1La politique familiale n’a pas été inventée par l’État-providence. L’histoire de son apparition dans le paysage social français date de près d’un siècle et demi. Sous le titre “Histoire et évolution de la politique familiale en France”, Jacques Bichot, professeur d’économie et membre honoraire du Conseil économique et social, a brossé pour l’Union des familles un tableau de ses premières manifestations [1].
2La première disposition relevant, en France, de la politique familiale semble être l’instauration, en 1860, d’un supplément familial de traitement au bénéfice des marins. Il s’agissait d’une indemnité de 10 centimes par jour et par enfant de moins de 10 ans, soit à peu près 5 % d’un salaire ouvrier journalier.
3Sous la IIIe République, des initiatives analogues furent prises dans le secteur privé dès 1884, puis, en 1891, incités par l’encyclique Rerum Novarum, des patrons chrétiens adoptèrent le sursalaire familial afin de permettre au travailleur de répondre au “devoir sacré” que la nature impose au père de famille “de nourrir et d’entretenir ses enfants”. La même année, Léon Harmel, patron d’une importante filature, innova en créant une “caisse de famille”, dont il confia la gestion à une commission ouvrière, pour attribuer des suppléments familiaux – en argent et en nature – à ses employés ayant des enfants à charge.

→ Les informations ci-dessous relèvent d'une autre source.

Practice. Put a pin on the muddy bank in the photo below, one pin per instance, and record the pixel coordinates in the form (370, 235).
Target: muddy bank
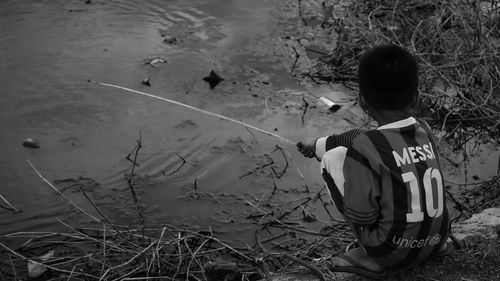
(478, 235)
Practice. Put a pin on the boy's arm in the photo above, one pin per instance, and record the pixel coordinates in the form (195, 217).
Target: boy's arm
(361, 186)
(345, 139)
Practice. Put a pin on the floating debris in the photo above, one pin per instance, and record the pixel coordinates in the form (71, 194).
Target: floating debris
(154, 61)
(332, 106)
(36, 269)
(147, 81)
(30, 143)
(171, 40)
(213, 79)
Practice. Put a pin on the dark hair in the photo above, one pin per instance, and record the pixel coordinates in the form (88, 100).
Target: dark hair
(388, 77)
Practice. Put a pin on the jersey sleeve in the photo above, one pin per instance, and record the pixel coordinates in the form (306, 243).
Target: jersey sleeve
(345, 139)
(361, 186)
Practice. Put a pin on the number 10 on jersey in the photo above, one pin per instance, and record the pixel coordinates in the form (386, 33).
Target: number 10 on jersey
(432, 183)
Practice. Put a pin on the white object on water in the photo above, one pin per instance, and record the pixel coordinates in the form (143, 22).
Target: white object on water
(31, 143)
(331, 105)
(36, 269)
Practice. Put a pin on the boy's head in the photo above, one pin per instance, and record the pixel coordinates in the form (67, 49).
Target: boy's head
(388, 78)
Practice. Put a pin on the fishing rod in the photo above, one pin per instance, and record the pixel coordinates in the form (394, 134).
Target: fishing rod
(197, 110)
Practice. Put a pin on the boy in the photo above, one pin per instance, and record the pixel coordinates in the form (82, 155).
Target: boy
(387, 182)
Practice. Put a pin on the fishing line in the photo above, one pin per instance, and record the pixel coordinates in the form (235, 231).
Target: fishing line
(197, 109)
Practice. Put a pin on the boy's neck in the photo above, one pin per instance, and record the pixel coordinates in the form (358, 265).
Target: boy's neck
(387, 117)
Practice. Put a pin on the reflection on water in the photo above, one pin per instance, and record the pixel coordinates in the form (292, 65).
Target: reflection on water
(48, 50)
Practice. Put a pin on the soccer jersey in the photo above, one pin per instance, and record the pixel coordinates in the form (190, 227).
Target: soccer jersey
(392, 192)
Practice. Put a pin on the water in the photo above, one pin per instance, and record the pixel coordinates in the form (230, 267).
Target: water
(48, 51)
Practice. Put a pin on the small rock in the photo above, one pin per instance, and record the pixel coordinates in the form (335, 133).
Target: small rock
(213, 79)
(170, 40)
(146, 81)
(30, 143)
(154, 61)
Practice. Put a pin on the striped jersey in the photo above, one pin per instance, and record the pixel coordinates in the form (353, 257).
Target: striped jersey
(393, 191)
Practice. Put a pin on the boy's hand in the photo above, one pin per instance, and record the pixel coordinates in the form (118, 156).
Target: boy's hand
(307, 147)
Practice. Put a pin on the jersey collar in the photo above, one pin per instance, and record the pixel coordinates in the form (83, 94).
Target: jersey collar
(399, 124)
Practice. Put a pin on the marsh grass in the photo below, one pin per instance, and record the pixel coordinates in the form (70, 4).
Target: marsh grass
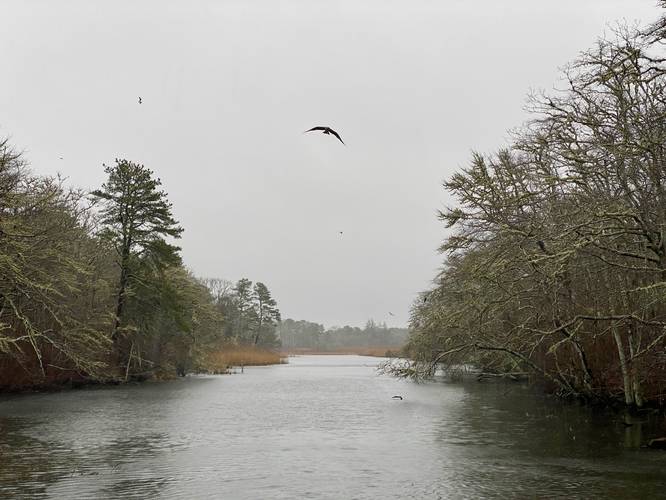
(222, 360)
(377, 351)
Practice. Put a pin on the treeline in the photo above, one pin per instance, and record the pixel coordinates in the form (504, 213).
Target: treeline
(92, 287)
(250, 311)
(556, 263)
(313, 336)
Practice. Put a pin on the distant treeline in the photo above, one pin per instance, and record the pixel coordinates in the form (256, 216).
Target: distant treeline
(313, 336)
(92, 287)
(556, 262)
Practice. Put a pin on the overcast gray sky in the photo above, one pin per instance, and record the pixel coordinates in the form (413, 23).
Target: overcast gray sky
(228, 87)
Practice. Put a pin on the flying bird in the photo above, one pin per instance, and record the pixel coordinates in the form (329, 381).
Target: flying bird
(326, 130)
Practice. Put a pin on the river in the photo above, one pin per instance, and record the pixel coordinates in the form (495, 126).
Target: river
(320, 427)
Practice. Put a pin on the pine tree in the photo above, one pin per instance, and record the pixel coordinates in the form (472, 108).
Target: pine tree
(136, 217)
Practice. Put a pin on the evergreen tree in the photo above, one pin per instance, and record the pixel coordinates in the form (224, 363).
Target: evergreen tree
(136, 217)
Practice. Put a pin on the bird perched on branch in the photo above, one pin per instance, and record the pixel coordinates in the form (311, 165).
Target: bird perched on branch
(326, 130)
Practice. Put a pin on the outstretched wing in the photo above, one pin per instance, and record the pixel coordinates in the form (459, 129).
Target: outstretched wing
(336, 135)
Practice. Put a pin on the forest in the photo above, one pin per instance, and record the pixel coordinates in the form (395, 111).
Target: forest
(93, 287)
(555, 260)
(372, 338)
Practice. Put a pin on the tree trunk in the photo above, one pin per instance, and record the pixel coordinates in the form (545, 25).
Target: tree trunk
(628, 392)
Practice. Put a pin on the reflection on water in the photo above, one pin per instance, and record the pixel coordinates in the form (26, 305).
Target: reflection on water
(320, 427)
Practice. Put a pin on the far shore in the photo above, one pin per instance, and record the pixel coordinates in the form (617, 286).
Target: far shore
(376, 351)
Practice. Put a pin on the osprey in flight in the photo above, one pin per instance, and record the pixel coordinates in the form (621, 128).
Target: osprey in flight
(326, 130)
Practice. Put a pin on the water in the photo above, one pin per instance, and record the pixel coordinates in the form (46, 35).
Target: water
(320, 427)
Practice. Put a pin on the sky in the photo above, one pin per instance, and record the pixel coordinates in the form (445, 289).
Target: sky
(229, 86)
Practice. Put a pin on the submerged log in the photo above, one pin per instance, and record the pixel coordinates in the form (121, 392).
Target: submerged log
(657, 443)
(516, 376)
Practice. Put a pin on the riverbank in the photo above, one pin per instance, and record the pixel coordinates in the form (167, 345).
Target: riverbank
(374, 351)
(223, 360)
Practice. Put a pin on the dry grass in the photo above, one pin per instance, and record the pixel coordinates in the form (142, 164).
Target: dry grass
(220, 361)
(377, 351)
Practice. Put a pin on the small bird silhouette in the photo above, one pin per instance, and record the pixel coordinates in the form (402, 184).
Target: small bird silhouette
(326, 130)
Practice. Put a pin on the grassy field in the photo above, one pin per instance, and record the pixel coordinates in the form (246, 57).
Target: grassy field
(222, 360)
(378, 351)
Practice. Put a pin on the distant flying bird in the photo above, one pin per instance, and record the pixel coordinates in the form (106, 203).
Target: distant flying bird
(326, 130)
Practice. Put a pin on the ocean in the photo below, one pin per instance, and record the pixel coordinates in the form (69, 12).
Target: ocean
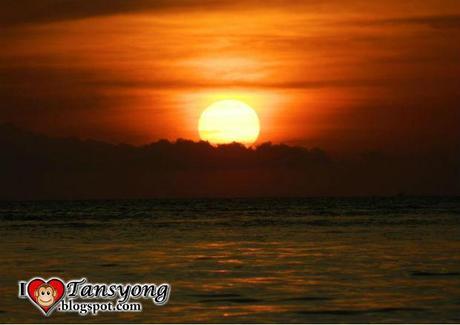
(312, 260)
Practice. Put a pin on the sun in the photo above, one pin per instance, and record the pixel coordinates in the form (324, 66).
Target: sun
(227, 121)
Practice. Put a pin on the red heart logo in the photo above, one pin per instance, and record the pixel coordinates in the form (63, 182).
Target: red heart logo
(45, 294)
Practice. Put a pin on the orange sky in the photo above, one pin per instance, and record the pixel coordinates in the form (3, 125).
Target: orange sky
(341, 75)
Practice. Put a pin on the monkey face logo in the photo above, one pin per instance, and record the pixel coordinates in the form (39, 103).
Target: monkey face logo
(45, 294)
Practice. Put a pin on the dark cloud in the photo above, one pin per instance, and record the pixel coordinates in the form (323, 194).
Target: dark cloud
(39, 167)
(17, 12)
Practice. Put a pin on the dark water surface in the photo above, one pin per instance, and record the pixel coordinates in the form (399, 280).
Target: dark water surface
(238, 260)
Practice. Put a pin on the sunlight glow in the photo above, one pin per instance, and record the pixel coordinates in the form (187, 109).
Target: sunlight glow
(227, 121)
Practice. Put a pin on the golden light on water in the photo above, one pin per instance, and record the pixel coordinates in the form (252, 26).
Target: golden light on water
(227, 121)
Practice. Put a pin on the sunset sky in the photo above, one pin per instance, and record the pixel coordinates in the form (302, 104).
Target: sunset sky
(342, 75)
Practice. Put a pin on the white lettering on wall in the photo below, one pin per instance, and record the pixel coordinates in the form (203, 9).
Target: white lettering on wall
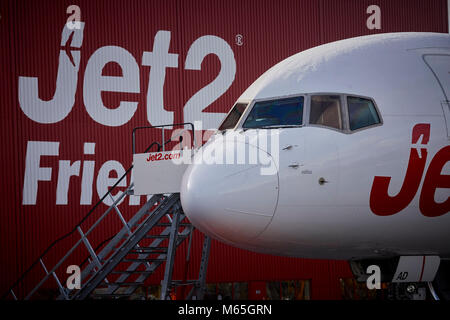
(95, 83)
(158, 60)
(33, 172)
(197, 52)
(61, 104)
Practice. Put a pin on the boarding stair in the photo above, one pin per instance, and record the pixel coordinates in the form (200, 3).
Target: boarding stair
(121, 264)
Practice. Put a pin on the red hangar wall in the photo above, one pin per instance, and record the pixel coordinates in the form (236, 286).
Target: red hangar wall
(69, 101)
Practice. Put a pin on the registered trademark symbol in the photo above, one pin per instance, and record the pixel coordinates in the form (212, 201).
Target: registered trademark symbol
(239, 39)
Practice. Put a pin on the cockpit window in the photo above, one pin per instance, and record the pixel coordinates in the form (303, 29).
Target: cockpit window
(361, 112)
(326, 111)
(233, 117)
(276, 113)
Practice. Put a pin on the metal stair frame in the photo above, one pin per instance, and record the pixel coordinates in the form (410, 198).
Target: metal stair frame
(126, 247)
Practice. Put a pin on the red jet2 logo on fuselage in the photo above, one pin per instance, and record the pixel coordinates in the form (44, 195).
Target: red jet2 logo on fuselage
(382, 204)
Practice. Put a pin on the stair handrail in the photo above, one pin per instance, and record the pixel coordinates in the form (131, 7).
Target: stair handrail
(42, 255)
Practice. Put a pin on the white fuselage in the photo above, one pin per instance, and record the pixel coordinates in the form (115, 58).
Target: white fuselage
(328, 198)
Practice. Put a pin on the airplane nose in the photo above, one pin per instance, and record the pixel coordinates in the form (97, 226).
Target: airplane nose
(233, 203)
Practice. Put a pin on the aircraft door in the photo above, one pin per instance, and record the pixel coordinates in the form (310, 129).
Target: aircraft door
(439, 64)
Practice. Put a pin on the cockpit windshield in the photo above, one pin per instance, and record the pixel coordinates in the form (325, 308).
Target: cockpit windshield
(278, 113)
(233, 117)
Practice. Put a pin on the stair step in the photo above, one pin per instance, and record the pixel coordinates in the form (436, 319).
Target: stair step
(111, 295)
(168, 224)
(144, 260)
(149, 250)
(131, 272)
(157, 236)
(127, 283)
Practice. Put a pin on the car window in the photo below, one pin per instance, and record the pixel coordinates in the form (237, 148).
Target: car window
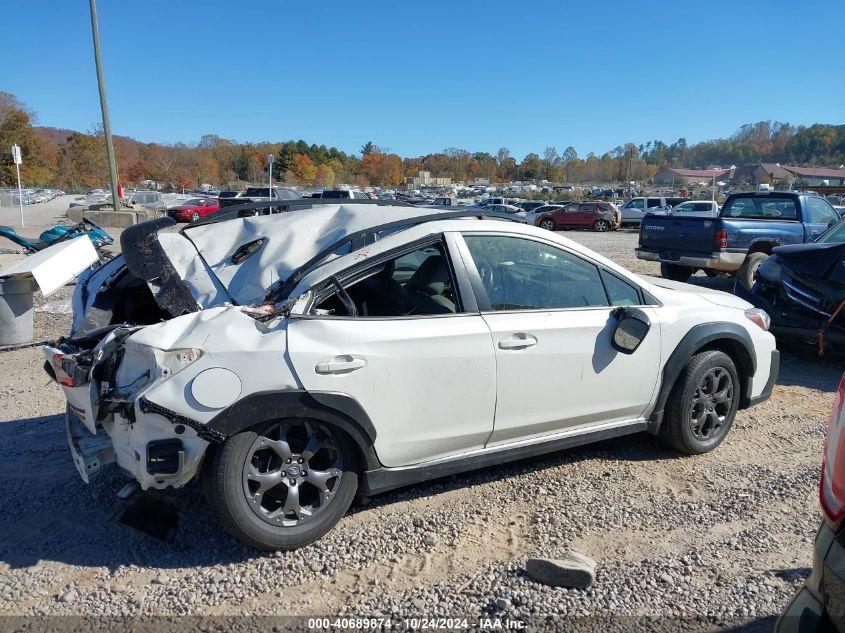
(820, 211)
(521, 274)
(760, 208)
(418, 283)
(834, 235)
(620, 293)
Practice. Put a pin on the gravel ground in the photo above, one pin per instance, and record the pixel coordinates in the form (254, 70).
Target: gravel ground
(723, 538)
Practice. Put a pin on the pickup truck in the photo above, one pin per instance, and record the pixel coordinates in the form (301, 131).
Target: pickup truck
(260, 194)
(748, 227)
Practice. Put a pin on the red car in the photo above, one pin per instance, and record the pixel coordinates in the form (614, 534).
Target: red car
(194, 209)
(599, 216)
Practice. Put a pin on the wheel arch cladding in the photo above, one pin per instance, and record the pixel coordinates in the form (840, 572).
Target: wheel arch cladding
(729, 338)
(335, 409)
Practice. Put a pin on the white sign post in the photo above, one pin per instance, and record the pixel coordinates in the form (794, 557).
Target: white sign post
(270, 164)
(16, 158)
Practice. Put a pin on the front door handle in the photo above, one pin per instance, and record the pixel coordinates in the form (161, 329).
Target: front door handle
(340, 365)
(520, 340)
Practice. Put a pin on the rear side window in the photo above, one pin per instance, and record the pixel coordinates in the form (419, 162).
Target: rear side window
(520, 274)
(761, 208)
(820, 211)
(620, 293)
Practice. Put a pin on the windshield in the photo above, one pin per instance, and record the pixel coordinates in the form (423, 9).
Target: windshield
(834, 235)
(759, 208)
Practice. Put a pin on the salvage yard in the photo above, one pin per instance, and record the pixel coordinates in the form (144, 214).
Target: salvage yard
(725, 536)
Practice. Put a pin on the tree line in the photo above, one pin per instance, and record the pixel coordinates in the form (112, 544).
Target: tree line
(74, 160)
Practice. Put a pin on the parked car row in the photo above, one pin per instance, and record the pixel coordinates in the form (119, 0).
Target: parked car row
(31, 196)
(786, 251)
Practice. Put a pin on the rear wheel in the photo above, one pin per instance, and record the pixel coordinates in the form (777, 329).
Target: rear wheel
(702, 405)
(746, 272)
(675, 272)
(284, 484)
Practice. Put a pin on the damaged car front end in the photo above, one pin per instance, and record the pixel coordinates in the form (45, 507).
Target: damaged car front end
(180, 326)
(802, 287)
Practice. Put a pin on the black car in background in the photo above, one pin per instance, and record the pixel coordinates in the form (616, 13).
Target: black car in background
(802, 287)
(819, 606)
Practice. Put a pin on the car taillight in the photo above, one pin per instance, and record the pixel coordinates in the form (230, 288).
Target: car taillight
(832, 485)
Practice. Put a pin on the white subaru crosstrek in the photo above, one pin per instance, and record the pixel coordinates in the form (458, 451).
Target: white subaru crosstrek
(294, 360)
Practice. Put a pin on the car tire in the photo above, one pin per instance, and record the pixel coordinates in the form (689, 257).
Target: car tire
(702, 404)
(227, 480)
(746, 272)
(675, 272)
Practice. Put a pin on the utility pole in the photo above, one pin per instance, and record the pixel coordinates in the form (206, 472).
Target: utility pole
(95, 30)
(16, 158)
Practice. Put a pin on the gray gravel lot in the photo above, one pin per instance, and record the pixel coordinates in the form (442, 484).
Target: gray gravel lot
(724, 537)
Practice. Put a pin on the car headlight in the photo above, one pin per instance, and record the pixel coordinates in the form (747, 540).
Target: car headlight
(142, 366)
(759, 317)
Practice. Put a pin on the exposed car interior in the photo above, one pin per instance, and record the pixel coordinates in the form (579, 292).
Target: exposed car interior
(521, 274)
(415, 284)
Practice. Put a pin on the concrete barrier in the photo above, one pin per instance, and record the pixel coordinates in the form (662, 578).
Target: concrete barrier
(109, 218)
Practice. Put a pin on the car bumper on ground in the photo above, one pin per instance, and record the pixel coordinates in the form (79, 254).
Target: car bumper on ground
(715, 261)
(820, 604)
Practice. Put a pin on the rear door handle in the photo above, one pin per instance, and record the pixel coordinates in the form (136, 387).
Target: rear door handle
(340, 365)
(520, 340)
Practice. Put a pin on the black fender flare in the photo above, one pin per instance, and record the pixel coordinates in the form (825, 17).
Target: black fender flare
(337, 409)
(736, 339)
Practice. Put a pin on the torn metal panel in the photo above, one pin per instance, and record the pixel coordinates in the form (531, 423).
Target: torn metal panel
(56, 265)
(146, 259)
(289, 241)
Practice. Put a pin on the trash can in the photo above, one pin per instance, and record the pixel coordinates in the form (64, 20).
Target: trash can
(16, 310)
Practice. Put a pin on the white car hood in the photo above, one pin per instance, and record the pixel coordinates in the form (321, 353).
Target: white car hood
(202, 255)
(716, 297)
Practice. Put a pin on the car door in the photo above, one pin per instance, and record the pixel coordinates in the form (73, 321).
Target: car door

À la veille de 1914, une quarantaine d’entreprises, en France, versaient des indemnités pour charges de famille. Dans les administrations d’État, le mouvement s’initia secteur par secteur et fut généralisé en 1911 par l’adoption d’une loi visant à généraliser et à augmenter la compensation des charges de famille dans la fonction publique. Les débats qui ont accompagné ce vote sont intéressants dans la mesure où ils révélaient déjà les positions actuellement exprimées en matière d’allocations familiales, du refus de principe fondé sur la conviction que chacun doit assumer la charge des enfants qu’il a engendrés jusqu’à la création d’un salaire familial soutenant ceux qui procréent et élèvent leurs enfants, en passant par toutes les variantes (conditions de ressources, prestations décroissantes en fonction du revenu…) qui interviennent dans la fixation de telles aides.
4Après 1918, les initiatives patronales se sont multipliées, et des caisses de compensation privées, rendues obligatoires pour tout employeur en 1932, se mirent en place pour mutualiser les contributions patronales aux charges de famille. Les allocations familiales étaient nées.
5Le succès de la mesure conduisit à l’étendre aux agriculteurs par le décret-loi du 14 juin 1938, puis à augmenter sensiblement les prestations (décret-loi du 12 novembre 1938) en obligeant les caisses à s’aligner sur les plus généreuses d’entre elles.
6Les années de guerre et d’occupation ne présentent pas que des aspects négatifs sur le plan de la politique familiale : c’est ainsi, par exemple, que les chômeurs obtinrent, en novembre 1940, le droit aux allocations familiales, réservées aux travailleurs, et, en 1941, les assurés sociaux malades, puis, en 1942, les veuves bénéficièrent du maintien des prestations.